Inside the EPA and Army Corps During the 2025 Shutdown

Federal workers given legal reprieve as environmental oversight grinds to a halt

By Austin Keating
Army Corp Gov Shutdown
Courtesy of the U.S. Army Corp of Engineers

U.S. Army Corps of Engineers personnel have paused billions in infrastructure and restoration work amid the shutdown.

October 30, 2025

A landmark federal court ruling has, for now, stopped the Trump administration from carrying out widespread firings of federal workers during the government shutdown. Public Employees for Environmental Responsibility (PEER) called the legal decision “an important victory for federal employees, for the rule of law, and for the principle that public servants cannot be used as political pawns.” As PEER’s executive director Tim Whitehouse stated, “The Trump administration’s attempt to fire thousands of federal workers during a government shutdown was both cruel and illegal.
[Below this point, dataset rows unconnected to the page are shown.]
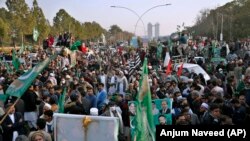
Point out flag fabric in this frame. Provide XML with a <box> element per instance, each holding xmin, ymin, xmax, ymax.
<box><xmin>177</xmin><ymin>63</ymin><xmax>184</xmax><ymax>78</ymax></box>
<box><xmin>53</xmin><ymin>113</ymin><xmax>119</xmax><ymax>141</ymax></box>
<box><xmin>70</xmin><ymin>40</ymin><xmax>82</xmax><ymax>50</ymax></box>
<box><xmin>0</xmin><ymin>94</ymin><xmax>8</xmax><ymax>103</ymax></box>
<box><xmin>12</xmin><ymin>50</ymin><xmax>21</xmax><ymax>71</ymax></box>
<box><xmin>133</xmin><ymin>58</ymin><xmax>155</xmax><ymax>141</ymax></box>
<box><xmin>6</xmin><ymin>55</ymin><xmax>57</xmax><ymax>98</ymax></box>
<box><xmin>156</xmin><ymin>44</ymin><xmax>162</xmax><ymax>59</ymax></box>
<box><xmin>0</xmin><ymin>59</ymin><xmax>13</xmax><ymax>74</ymax></box>
<box><xmin>18</xmin><ymin>43</ymin><xmax>25</xmax><ymax>54</ymax></box>
<box><xmin>58</xmin><ymin>87</ymin><xmax>67</xmax><ymax>113</ymax></box>
<box><xmin>70</xmin><ymin>50</ymin><xmax>76</xmax><ymax>67</ymax></box>
<box><xmin>166</xmin><ymin>59</ymin><xmax>172</xmax><ymax>76</ymax></box>
<box><xmin>33</xmin><ymin>28</ymin><xmax>39</xmax><ymax>41</ymax></box>
<box><xmin>163</xmin><ymin>52</ymin><xmax>171</xmax><ymax>67</ymax></box>
<box><xmin>128</xmin><ymin>52</ymin><xmax>141</xmax><ymax>76</ymax></box>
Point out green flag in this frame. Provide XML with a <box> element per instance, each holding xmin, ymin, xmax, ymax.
<box><xmin>33</xmin><ymin>28</ymin><xmax>39</xmax><ymax>41</ymax></box>
<box><xmin>133</xmin><ymin>58</ymin><xmax>155</xmax><ymax>141</ymax></box>
<box><xmin>12</xmin><ymin>50</ymin><xmax>21</xmax><ymax>71</ymax></box>
<box><xmin>58</xmin><ymin>87</ymin><xmax>67</xmax><ymax>113</ymax></box>
<box><xmin>70</xmin><ymin>40</ymin><xmax>82</xmax><ymax>50</ymax></box>
<box><xmin>6</xmin><ymin>55</ymin><xmax>57</xmax><ymax>98</ymax></box>
<box><xmin>0</xmin><ymin>59</ymin><xmax>12</xmax><ymax>74</ymax></box>
<box><xmin>18</xmin><ymin>43</ymin><xmax>25</xmax><ymax>54</ymax></box>
<box><xmin>0</xmin><ymin>94</ymin><xmax>8</xmax><ymax>103</ymax></box>
<box><xmin>156</xmin><ymin>43</ymin><xmax>162</xmax><ymax>59</ymax></box>
<box><xmin>70</xmin><ymin>50</ymin><xmax>76</xmax><ymax>67</ymax></box>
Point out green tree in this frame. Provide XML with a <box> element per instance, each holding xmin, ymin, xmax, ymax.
<box><xmin>31</xmin><ymin>0</ymin><xmax>50</xmax><ymax>42</ymax></box>
<box><xmin>109</xmin><ymin>25</ymin><xmax>122</xmax><ymax>35</ymax></box>
<box><xmin>6</xmin><ymin>0</ymin><xmax>32</xmax><ymax>42</ymax></box>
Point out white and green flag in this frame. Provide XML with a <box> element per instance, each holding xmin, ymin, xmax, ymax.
<box><xmin>33</xmin><ymin>28</ymin><xmax>39</xmax><ymax>41</ymax></box>
<box><xmin>6</xmin><ymin>55</ymin><xmax>57</xmax><ymax>98</ymax></box>
<box><xmin>53</xmin><ymin>113</ymin><xmax>119</xmax><ymax>141</ymax></box>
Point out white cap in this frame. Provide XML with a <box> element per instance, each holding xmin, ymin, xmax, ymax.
<box><xmin>66</xmin><ymin>74</ymin><xmax>70</xmax><ymax>79</ymax></box>
<box><xmin>43</xmin><ymin>103</ymin><xmax>51</xmax><ymax>109</ymax></box>
<box><xmin>90</xmin><ymin>108</ymin><xmax>98</xmax><ymax>116</ymax></box>
<box><xmin>201</xmin><ymin>103</ymin><xmax>209</xmax><ymax>110</ymax></box>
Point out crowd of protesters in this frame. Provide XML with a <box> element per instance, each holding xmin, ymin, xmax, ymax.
<box><xmin>0</xmin><ymin>33</ymin><xmax>250</xmax><ymax>141</ymax></box>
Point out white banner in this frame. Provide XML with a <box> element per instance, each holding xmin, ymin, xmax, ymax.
<box><xmin>54</xmin><ymin>113</ymin><xmax>119</xmax><ymax>141</ymax></box>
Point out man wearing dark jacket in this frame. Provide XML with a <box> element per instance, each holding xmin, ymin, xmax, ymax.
<box><xmin>202</xmin><ymin>104</ymin><xmax>221</xmax><ymax>125</ymax></box>
<box><xmin>1</xmin><ymin>103</ymin><xmax>24</xmax><ymax>141</ymax></box>
<box><xmin>21</xmin><ymin>85</ymin><xmax>41</xmax><ymax>131</ymax></box>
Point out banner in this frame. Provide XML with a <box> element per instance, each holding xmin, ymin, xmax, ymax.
<box><xmin>70</xmin><ymin>50</ymin><xmax>76</xmax><ymax>67</ymax></box>
<box><xmin>130</xmin><ymin>36</ymin><xmax>138</xmax><ymax>48</ymax></box>
<box><xmin>53</xmin><ymin>113</ymin><xmax>119</xmax><ymax>141</ymax></box>
<box><xmin>33</xmin><ymin>28</ymin><xmax>39</xmax><ymax>41</ymax></box>
<box><xmin>163</xmin><ymin>52</ymin><xmax>171</xmax><ymax>67</ymax></box>
<box><xmin>6</xmin><ymin>55</ymin><xmax>57</xmax><ymax>98</ymax></box>
<box><xmin>128</xmin><ymin>98</ymin><xmax>173</xmax><ymax>139</ymax></box>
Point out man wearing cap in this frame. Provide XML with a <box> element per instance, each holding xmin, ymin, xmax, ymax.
<box><xmin>1</xmin><ymin>103</ymin><xmax>24</xmax><ymax>141</ymax></box>
<box><xmin>48</xmin><ymin>73</ymin><xmax>57</xmax><ymax>86</ymax></box>
<box><xmin>96</xmin><ymin>83</ymin><xmax>107</xmax><ymax>112</ymax></box>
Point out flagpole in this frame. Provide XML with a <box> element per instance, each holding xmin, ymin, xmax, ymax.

The court made clear that this administration cannot rewrite the law or weaponize the shutdown to punish the workforce that keeps our nation running.”
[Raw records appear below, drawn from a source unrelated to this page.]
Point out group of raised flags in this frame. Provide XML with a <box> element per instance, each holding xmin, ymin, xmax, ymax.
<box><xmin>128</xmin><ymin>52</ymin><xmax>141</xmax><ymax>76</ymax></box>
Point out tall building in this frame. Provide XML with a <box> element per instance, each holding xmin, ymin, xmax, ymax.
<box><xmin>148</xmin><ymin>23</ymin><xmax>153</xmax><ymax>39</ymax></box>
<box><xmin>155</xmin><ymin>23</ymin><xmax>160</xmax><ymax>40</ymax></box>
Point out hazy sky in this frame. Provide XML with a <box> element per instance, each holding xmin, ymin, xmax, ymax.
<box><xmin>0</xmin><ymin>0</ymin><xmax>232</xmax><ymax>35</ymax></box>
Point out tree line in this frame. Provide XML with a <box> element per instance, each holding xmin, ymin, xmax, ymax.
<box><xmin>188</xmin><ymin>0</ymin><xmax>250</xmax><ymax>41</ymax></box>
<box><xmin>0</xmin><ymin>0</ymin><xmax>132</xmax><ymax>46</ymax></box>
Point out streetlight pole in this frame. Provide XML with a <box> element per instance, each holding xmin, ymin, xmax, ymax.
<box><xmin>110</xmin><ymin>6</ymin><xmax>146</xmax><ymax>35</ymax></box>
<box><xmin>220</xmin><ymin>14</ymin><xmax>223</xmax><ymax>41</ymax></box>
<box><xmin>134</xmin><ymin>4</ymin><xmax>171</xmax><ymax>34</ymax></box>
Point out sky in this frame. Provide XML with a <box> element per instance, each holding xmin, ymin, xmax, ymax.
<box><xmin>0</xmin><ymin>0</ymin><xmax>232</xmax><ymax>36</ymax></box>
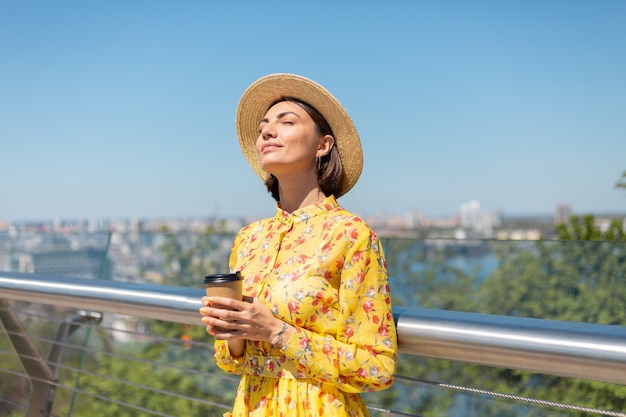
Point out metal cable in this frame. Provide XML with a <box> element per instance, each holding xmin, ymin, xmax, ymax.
<box><xmin>396</xmin><ymin>376</ymin><xmax>626</xmax><ymax>417</ymax></box>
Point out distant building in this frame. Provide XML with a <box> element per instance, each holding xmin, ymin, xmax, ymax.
<box><xmin>17</xmin><ymin>248</ymin><xmax>112</xmax><ymax>280</ymax></box>
<box><xmin>457</xmin><ymin>200</ymin><xmax>502</xmax><ymax>238</ymax></box>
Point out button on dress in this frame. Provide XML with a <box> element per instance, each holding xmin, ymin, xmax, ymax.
<box><xmin>214</xmin><ymin>196</ymin><xmax>397</xmax><ymax>417</ymax></box>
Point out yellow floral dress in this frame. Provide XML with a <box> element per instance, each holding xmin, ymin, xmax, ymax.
<box><xmin>214</xmin><ymin>196</ymin><xmax>397</xmax><ymax>417</ymax></box>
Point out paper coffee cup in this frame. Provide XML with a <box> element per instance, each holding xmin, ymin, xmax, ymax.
<box><xmin>204</xmin><ymin>272</ymin><xmax>241</xmax><ymax>301</ymax></box>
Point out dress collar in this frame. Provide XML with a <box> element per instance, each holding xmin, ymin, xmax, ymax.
<box><xmin>275</xmin><ymin>195</ymin><xmax>339</xmax><ymax>226</ymax></box>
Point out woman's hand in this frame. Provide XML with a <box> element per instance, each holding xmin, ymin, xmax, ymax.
<box><xmin>199</xmin><ymin>297</ymin><xmax>293</xmax><ymax>343</ymax></box>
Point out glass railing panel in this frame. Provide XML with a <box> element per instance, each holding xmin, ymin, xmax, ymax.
<box><xmin>0</xmin><ymin>233</ymin><xmax>626</xmax><ymax>416</ymax></box>
<box><xmin>0</xmin><ymin>303</ymin><xmax>624</xmax><ymax>417</ymax></box>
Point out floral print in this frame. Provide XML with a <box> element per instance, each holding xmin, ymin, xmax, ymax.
<box><xmin>214</xmin><ymin>196</ymin><xmax>397</xmax><ymax>417</ymax></box>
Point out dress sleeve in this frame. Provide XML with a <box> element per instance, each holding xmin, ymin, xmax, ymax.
<box><xmin>282</xmin><ymin>223</ymin><xmax>397</xmax><ymax>392</ymax></box>
<box><xmin>213</xmin><ymin>227</ymin><xmax>248</xmax><ymax>374</ymax></box>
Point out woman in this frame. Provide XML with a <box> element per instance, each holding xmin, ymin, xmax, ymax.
<box><xmin>200</xmin><ymin>74</ymin><xmax>397</xmax><ymax>417</ymax></box>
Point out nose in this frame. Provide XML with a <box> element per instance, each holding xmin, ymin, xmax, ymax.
<box><xmin>261</xmin><ymin>123</ymin><xmax>276</xmax><ymax>140</ymax></box>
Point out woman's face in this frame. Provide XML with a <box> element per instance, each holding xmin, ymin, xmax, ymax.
<box><xmin>256</xmin><ymin>101</ymin><xmax>332</xmax><ymax>177</ymax></box>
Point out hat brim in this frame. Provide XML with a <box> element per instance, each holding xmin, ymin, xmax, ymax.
<box><xmin>236</xmin><ymin>74</ymin><xmax>363</xmax><ymax>197</ymax></box>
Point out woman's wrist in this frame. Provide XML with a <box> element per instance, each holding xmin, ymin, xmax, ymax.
<box><xmin>270</xmin><ymin>321</ymin><xmax>289</xmax><ymax>348</ymax></box>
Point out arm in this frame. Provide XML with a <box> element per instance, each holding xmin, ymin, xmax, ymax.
<box><xmin>282</xmin><ymin>223</ymin><xmax>397</xmax><ymax>392</ymax></box>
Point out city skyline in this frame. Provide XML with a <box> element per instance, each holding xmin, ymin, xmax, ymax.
<box><xmin>0</xmin><ymin>0</ymin><xmax>626</xmax><ymax>221</ymax></box>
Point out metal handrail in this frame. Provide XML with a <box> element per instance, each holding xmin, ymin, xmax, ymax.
<box><xmin>0</xmin><ymin>272</ymin><xmax>626</xmax><ymax>384</ymax></box>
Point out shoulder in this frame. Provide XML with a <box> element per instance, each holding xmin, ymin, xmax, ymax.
<box><xmin>329</xmin><ymin>206</ymin><xmax>378</xmax><ymax>240</ymax></box>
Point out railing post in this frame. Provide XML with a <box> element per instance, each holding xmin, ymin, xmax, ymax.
<box><xmin>0</xmin><ymin>299</ymin><xmax>102</xmax><ymax>417</ymax></box>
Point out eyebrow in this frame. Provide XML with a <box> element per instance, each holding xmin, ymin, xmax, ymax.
<box><xmin>259</xmin><ymin>111</ymin><xmax>301</xmax><ymax>124</ymax></box>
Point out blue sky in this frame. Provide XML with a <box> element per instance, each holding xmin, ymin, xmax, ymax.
<box><xmin>0</xmin><ymin>0</ymin><xmax>626</xmax><ymax>220</ymax></box>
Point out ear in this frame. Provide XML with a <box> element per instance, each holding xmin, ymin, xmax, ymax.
<box><xmin>315</xmin><ymin>135</ymin><xmax>335</xmax><ymax>158</ymax></box>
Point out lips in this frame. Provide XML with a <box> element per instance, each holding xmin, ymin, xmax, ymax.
<box><xmin>261</xmin><ymin>142</ymin><xmax>280</xmax><ymax>152</ymax></box>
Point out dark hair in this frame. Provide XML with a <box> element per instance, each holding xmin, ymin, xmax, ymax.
<box><xmin>265</xmin><ymin>97</ymin><xmax>343</xmax><ymax>201</ymax></box>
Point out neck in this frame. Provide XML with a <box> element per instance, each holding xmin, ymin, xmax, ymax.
<box><xmin>278</xmin><ymin>174</ymin><xmax>326</xmax><ymax>213</ymax></box>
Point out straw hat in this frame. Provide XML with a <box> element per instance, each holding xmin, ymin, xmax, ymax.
<box><xmin>236</xmin><ymin>74</ymin><xmax>363</xmax><ymax>197</ymax></box>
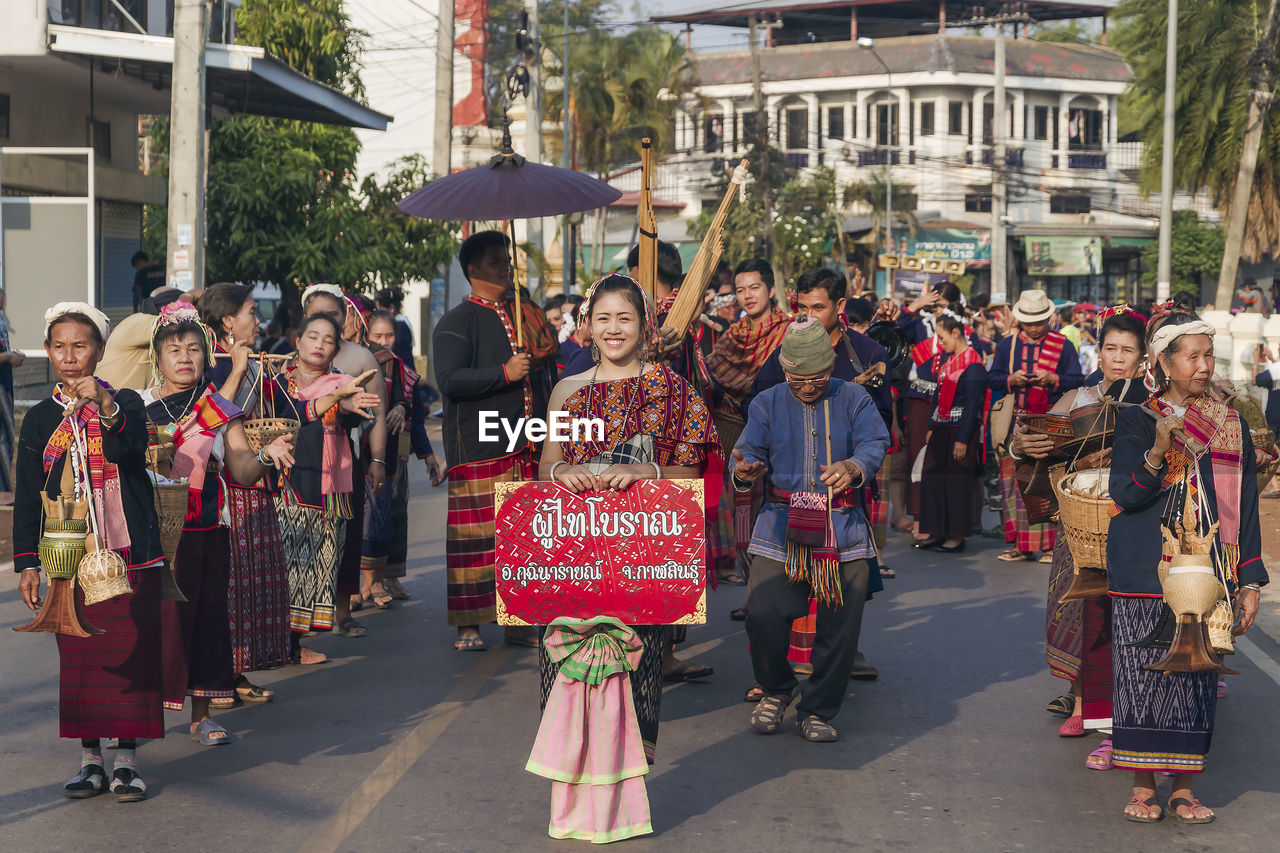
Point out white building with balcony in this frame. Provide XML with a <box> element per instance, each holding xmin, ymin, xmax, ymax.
<box><xmin>667</xmin><ymin>0</ymin><xmax>1190</xmax><ymax>302</ymax></box>
<box><xmin>0</xmin><ymin>0</ymin><xmax>390</xmax><ymax>356</ymax></box>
As the shutdown stretches on from its start on Oct. 1, stories are emerging from inside federal agencies that show a system buckling under strain. “Their accounts reveal a government in disarray – one where rules are being bent, oversight is eroding, confusion rules the day and partisan politics are seeping into the daily operations of once-independent agencies,” said Whitehouse in an October 13 memo.

At the EPA, nearly 90 percent of staff were sent home according to the agency’s own contingency plan. The number of employees retained “during the shutdown” is just 1,734 – nowhere near enough to monitor the hundreds of thousands of sites entrusted to the agency. “Federal employees protect our air and water, ensure food and medicine are safe, and safeguard our communities. They deserve respect and stability, not pink slips in the middle of a shutdown,” Whitehouse said.

Confusion has dominated planning and communication. Federal employees described receiving furlough notices late, sometimes hours into the shutdown day, and a Bureau of Land Management headquarters employee said it was “the first shutdown in decades where staff were not part of contingency planning.” Other staffers reported that some managers were required to sign non-disclosure agreements, possibly related to reductions-in-force.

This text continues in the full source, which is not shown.